The research team believe that the tobermorite crystallized in the lime as the Roman concrete generated heat when exposed to sea water. This led the team to carry out a more detailed study of the harbor walls using an electron microscope to map the distribution of elements.
As the BBC reports, “The team also used two other techniques, X-ray micro-diffraction and Raman spectroscopy, to gain a deeper understanding of the chemistry at play.” This allowed the chemists to find, “significant amounts of tobermorite growing through the fabric of the concrete, with a related, porous mineral called phillipsite. The researchers say that the long-term exposure to sea water helped these crystals to keep on growing over time, reinforcing the concrete and preventing cracks from developing.”
Berkeley lab also notes how, “The minerals form fine fibers and plates that make the concrete more resilient and less susceptible to fracture over time. They may explain an ancient observation by the Roman scientist Pliny the Elder, who opined that the concrete, ‘as soon as it comes into contact with the waves of the sea and is submerged, becomes a single stone mass, impregnable to the waves and every day stronger.’”
This image, from a scanning electron microscope, shows formations of aluminous tobermite crystals in a volcanic ash sample from the Campi Flegrei Volcano in Italy. X-ray experiments at Berkeley Lab’s Advanced Light Source have helped researchers to understand how these crystals develop over time to strengthen ancient Roman concrete structures. The scale bar at lower right represents 20 microns, or 20 millionths of a meter.

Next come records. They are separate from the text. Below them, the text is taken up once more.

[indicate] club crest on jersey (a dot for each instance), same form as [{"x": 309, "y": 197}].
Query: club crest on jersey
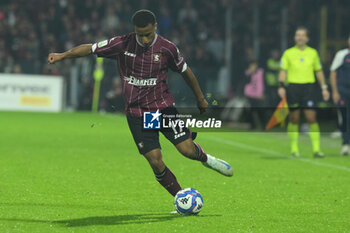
[{"x": 156, "y": 57}]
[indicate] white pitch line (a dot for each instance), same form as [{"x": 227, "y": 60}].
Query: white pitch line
[{"x": 271, "y": 152}]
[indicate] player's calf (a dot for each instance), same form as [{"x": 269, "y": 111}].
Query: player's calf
[
  {"x": 192, "y": 150},
  {"x": 163, "y": 174}
]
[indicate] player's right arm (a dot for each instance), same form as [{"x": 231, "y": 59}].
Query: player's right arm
[
  {"x": 336, "y": 63},
  {"x": 79, "y": 51},
  {"x": 283, "y": 75}
]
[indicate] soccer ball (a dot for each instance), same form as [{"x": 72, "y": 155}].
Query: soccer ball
[{"x": 188, "y": 201}]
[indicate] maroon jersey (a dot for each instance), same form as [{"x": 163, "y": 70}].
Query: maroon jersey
[{"x": 143, "y": 70}]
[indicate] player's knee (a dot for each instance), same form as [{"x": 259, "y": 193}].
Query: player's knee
[{"x": 156, "y": 162}]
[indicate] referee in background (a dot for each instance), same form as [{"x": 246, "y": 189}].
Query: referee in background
[
  {"x": 299, "y": 65},
  {"x": 340, "y": 83}
]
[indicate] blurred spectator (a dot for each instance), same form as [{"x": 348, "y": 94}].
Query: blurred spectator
[{"x": 188, "y": 13}]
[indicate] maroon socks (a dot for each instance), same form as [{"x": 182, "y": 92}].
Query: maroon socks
[{"x": 200, "y": 154}]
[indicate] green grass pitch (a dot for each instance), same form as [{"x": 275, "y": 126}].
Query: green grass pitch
[{"x": 81, "y": 172}]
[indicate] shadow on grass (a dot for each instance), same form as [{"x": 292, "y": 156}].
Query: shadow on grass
[{"x": 109, "y": 220}]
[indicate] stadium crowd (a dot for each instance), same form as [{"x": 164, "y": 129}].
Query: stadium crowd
[{"x": 28, "y": 32}]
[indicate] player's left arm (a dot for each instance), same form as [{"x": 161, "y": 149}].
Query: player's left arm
[
  {"x": 192, "y": 82},
  {"x": 320, "y": 77}
]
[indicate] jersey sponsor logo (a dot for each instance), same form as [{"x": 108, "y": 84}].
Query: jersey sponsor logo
[
  {"x": 129, "y": 54},
  {"x": 151, "y": 119},
  {"x": 141, "y": 82},
  {"x": 102, "y": 43},
  {"x": 156, "y": 57}
]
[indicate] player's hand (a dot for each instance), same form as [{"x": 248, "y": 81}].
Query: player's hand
[
  {"x": 325, "y": 94},
  {"x": 202, "y": 105},
  {"x": 54, "y": 57},
  {"x": 281, "y": 92},
  {"x": 336, "y": 97}
]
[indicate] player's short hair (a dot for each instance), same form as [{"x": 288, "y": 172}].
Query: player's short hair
[
  {"x": 303, "y": 28},
  {"x": 142, "y": 18}
]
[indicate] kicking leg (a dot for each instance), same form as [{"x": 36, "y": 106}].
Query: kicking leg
[
  {"x": 193, "y": 150},
  {"x": 163, "y": 175}
]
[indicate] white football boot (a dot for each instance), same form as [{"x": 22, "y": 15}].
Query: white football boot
[{"x": 218, "y": 165}]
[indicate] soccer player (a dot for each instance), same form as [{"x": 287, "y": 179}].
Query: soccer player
[
  {"x": 143, "y": 59},
  {"x": 340, "y": 82},
  {"x": 299, "y": 65}
]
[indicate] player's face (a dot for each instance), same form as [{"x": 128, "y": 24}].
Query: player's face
[
  {"x": 146, "y": 34},
  {"x": 301, "y": 37}
]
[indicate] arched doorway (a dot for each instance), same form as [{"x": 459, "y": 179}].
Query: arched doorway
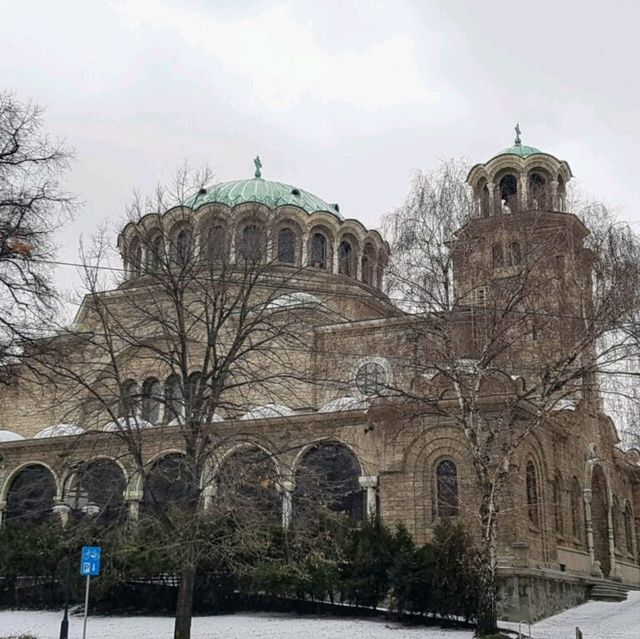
[
  {"x": 600, "y": 520},
  {"x": 30, "y": 497}
]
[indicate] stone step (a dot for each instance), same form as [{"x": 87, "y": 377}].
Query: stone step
[{"x": 608, "y": 591}]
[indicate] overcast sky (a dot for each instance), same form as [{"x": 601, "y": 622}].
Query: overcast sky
[{"x": 342, "y": 98}]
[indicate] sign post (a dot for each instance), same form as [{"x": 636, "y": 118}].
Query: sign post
[{"x": 89, "y": 567}]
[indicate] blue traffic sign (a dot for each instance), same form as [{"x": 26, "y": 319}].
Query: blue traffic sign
[{"x": 90, "y": 561}]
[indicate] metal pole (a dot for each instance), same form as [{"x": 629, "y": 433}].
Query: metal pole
[{"x": 86, "y": 609}]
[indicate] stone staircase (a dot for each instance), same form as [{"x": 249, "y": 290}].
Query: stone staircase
[{"x": 608, "y": 591}]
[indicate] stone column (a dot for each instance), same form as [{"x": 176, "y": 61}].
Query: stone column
[
  {"x": 286, "y": 487},
  {"x": 62, "y": 510},
  {"x": 588, "y": 523},
  {"x": 614, "y": 571},
  {"x": 370, "y": 483},
  {"x": 134, "y": 497}
]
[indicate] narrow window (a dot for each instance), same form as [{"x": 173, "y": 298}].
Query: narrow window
[
  {"x": 446, "y": 489},
  {"x": 497, "y": 256},
  {"x": 576, "y": 509},
  {"x": 253, "y": 243},
  {"x": 532, "y": 495},
  {"x": 173, "y": 398},
  {"x": 515, "y": 255},
  {"x": 557, "y": 503},
  {"x": 151, "y": 400},
  {"x": 319, "y": 251},
  {"x": 287, "y": 246},
  {"x": 183, "y": 247},
  {"x": 628, "y": 528},
  {"x": 345, "y": 253}
]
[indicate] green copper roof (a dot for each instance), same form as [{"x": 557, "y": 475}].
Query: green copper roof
[
  {"x": 521, "y": 150},
  {"x": 271, "y": 194}
]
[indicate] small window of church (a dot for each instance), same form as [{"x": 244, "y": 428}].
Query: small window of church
[
  {"x": 532, "y": 495},
  {"x": 497, "y": 256},
  {"x": 446, "y": 489},
  {"x": 371, "y": 379}
]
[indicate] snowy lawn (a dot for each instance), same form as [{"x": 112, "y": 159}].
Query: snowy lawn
[
  {"x": 597, "y": 620},
  {"x": 46, "y": 625}
]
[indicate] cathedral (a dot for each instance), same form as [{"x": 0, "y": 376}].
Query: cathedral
[{"x": 336, "y": 398}]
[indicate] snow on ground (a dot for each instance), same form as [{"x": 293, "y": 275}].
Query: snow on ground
[
  {"x": 46, "y": 625},
  {"x": 596, "y": 619}
]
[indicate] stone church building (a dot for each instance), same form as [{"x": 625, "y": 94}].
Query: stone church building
[{"x": 572, "y": 513}]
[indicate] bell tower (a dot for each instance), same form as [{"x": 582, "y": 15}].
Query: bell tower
[{"x": 521, "y": 251}]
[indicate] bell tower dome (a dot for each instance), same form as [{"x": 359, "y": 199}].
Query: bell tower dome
[{"x": 519, "y": 178}]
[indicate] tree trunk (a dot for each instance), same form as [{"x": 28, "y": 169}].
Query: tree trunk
[
  {"x": 184, "y": 607},
  {"x": 487, "y": 601}
]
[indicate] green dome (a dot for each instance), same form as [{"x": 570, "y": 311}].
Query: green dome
[
  {"x": 271, "y": 194},
  {"x": 520, "y": 150}
]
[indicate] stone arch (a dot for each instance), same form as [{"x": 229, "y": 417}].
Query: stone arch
[
  {"x": 99, "y": 481},
  {"x": 30, "y": 493},
  {"x": 246, "y": 482},
  {"x": 327, "y": 475},
  {"x": 424, "y": 453}
]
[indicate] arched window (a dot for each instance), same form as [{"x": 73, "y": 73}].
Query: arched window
[
  {"x": 318, "y": 251},
  {"x": 628, "y": 528},
  {"x": 253, "y": 244},
  {"x": 515, "y": 255},
  {"x": 173, "y": 398},
  {"x": 538, "y": 191},
  {"x": 287, "y": 246},
  {"x": 184, "y": 247},
  {"x": 151, "y": 400},
  {"x": 369, "y": 265},
  {"x": 128, "y": 399},
  {"x": 509, "y": 193},
  {"x": 328, "y": 477},
  {"x": 576, "y": 508},
  {"x": 497, "y": 256},
  {"x": 557, "y": 503},
  {"x": 371, "y": 378},
  {"x": 446, "y": 489},
  {"x": 135, "y": 257},
  {"x": 215, "y": 243},
  {"x": 156, "y": 254},
  {"x": 532, "y": 495},
  {"x": 345, "y": 258}
]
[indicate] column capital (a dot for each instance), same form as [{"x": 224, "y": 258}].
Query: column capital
[{"x": 368, "y": 481}]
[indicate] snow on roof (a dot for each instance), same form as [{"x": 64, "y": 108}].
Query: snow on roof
[
  {"x": 268, "y": 411},
  {"x": 9, "y": 436},
  {"x": 59, "y": 430},
  {"x": 289, "y": 300},
  {"x": 344, "y": 403},
  {"x": 123, "y": 424}
]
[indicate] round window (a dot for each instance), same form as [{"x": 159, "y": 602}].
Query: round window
[{"x": 371, "y": 379}]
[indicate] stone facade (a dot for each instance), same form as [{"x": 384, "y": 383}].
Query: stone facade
[{"x": 587, "y": 506}]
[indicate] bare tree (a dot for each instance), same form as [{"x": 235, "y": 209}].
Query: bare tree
[
  {"x": 506, "y": 333},
  {"x": 192, "y": 334},
  {"x": 33, "y": 205}
]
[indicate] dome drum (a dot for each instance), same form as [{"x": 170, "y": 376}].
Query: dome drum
[{"x": 298, "y": 231}]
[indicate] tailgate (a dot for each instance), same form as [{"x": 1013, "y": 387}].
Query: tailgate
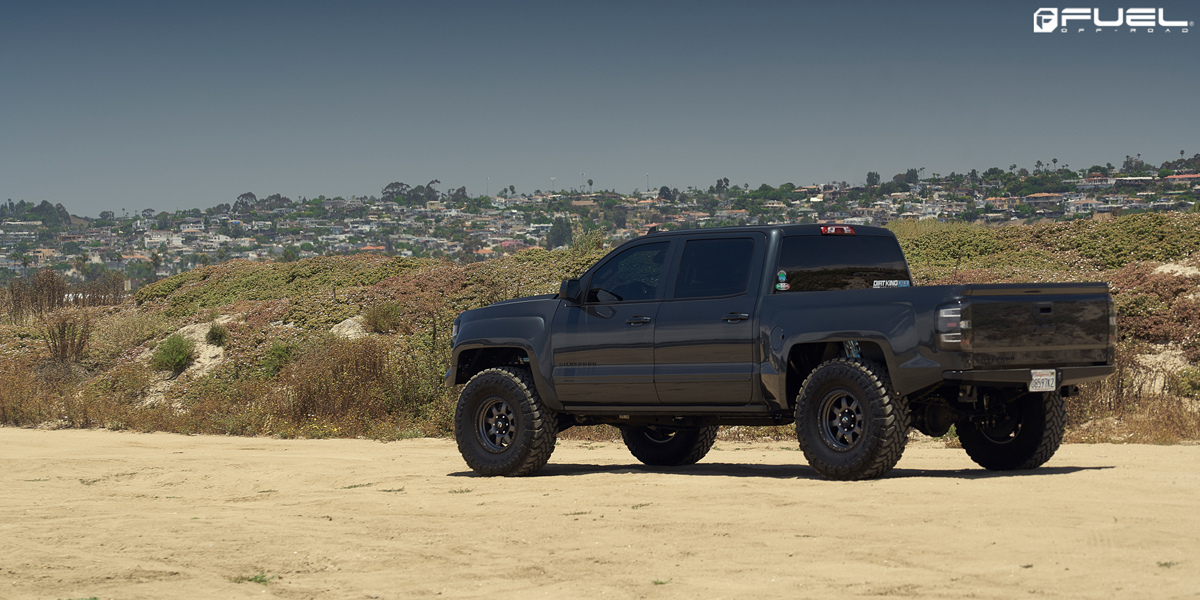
[{"x": 1031, "y": 325}]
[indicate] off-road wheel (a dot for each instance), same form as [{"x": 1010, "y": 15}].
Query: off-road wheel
[
  {"x": 1025, "y": 437},
  {"x": 502, "y": 426},
  {"x": 850, "y": 423},
  {"x": 669, "y": 447}
]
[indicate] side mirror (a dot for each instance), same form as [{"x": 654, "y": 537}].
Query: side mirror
[{"x": 570, "y": 291}]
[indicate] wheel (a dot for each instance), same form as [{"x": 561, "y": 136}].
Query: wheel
[
  {"x": 502, "y": 426},
  {"x": 1024, "y": 438},
  {"x": 669, "y": 447},
  {"x": 850, "y": 423}
]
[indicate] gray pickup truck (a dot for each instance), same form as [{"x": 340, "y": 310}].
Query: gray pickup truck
[{"x": 678, "y": 333}]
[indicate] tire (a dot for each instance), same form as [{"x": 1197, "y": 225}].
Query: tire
[
  {"x": 502, "y": 426},
  {"x": 1025, "y": 439},
  {"x": 850, "y": 423},
  {"x": 669, "y": 447}
]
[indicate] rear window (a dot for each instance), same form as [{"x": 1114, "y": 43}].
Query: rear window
[{"x": 820, "y": 263}]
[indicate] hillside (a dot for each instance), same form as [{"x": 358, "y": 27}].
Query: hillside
[{"x": 268, "y": 363}]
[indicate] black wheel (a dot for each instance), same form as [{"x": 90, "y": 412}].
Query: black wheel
[
  {"x": 502, "y": 426},
  {"x": 669, "y": 447},
  {"x": 1025, "y": 437},
  {"x": 850, "y": 423}
]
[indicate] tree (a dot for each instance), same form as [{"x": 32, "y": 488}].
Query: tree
[
  {"x": 559, "y": 234},
  {"x": 394, "y": 191}
]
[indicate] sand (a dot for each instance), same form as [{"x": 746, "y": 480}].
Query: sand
[{"x": 126, "y": 515}]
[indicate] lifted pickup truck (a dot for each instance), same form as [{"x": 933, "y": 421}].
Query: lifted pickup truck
[{"x": 678, "y": 333}]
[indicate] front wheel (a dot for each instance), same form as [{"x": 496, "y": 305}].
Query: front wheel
[
  {"x": 850, "y": 423},
  {"x": 501, "y": 425},
  {"x": 669, "y": 447},
  {"x": 1024, "y": 437}
]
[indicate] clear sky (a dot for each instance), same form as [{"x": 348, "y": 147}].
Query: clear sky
[{"x": 186, "y": 105}]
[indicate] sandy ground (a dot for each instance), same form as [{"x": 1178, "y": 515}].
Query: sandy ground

“Contrary to the principles of modern cement-based concrete,” said lead author Marie Jackson from the University of Utah, USA, “the Romans created a rock-like concrete that thrives in open chemical exchange with seawater.”
As the study states (pdf), “The cementing fabrics of Roman concrete breakwaters and piers constructed with volcanic ash mortars provide a well-constrained template for developing cementitious technologies through low-temperature rock-fluid interactions, cation-exchange, and carbonation reactions that occur long after an initial phase of reaction with lime.” It continues by outlining in detail how, “Roman marine concretes can provide guidelines for the optimal selection of natural volcanic pozzolans that have the potential to produce of regenerative cementitious resilience through long-term crystallization of zeolite, Al-tobermorite, and strätlingite mineral cements.”
While at present much of the research may seem like the abstract examination of old seawalls, the discovery is not only surprising, but also may lead to the development of improved modern concretes. As Berkeley Lab reports, “The work ultimately could lead to a wider adoption of concrete manufacturing techniques with less environmental impact than modern Portland cement manufacturing processes, which require high-temperature kilns. These are a significant contributor to industrial carbon dioxide emissions, which add to the build-up of greenhouse gases in Earth’s atmosphere.”
Knowing how concrete changes, and even grows, over time, could also be used to make a concrete that has less environmental impact. If that is the case, then the construction chemical sector could be on the edge of a new era.
Global governments are fighting for new ways to lower carbon emissions, the demand for concrete has never been higher, and the third world will soon be looking to construct the high-rise buildings enjoyed by the developed world. As ocean levels rise over the coming decades, the need to build sea walls will also increase, meaning that knowing what the Romans knew about concrete could help construction chemical suppliers everywhere.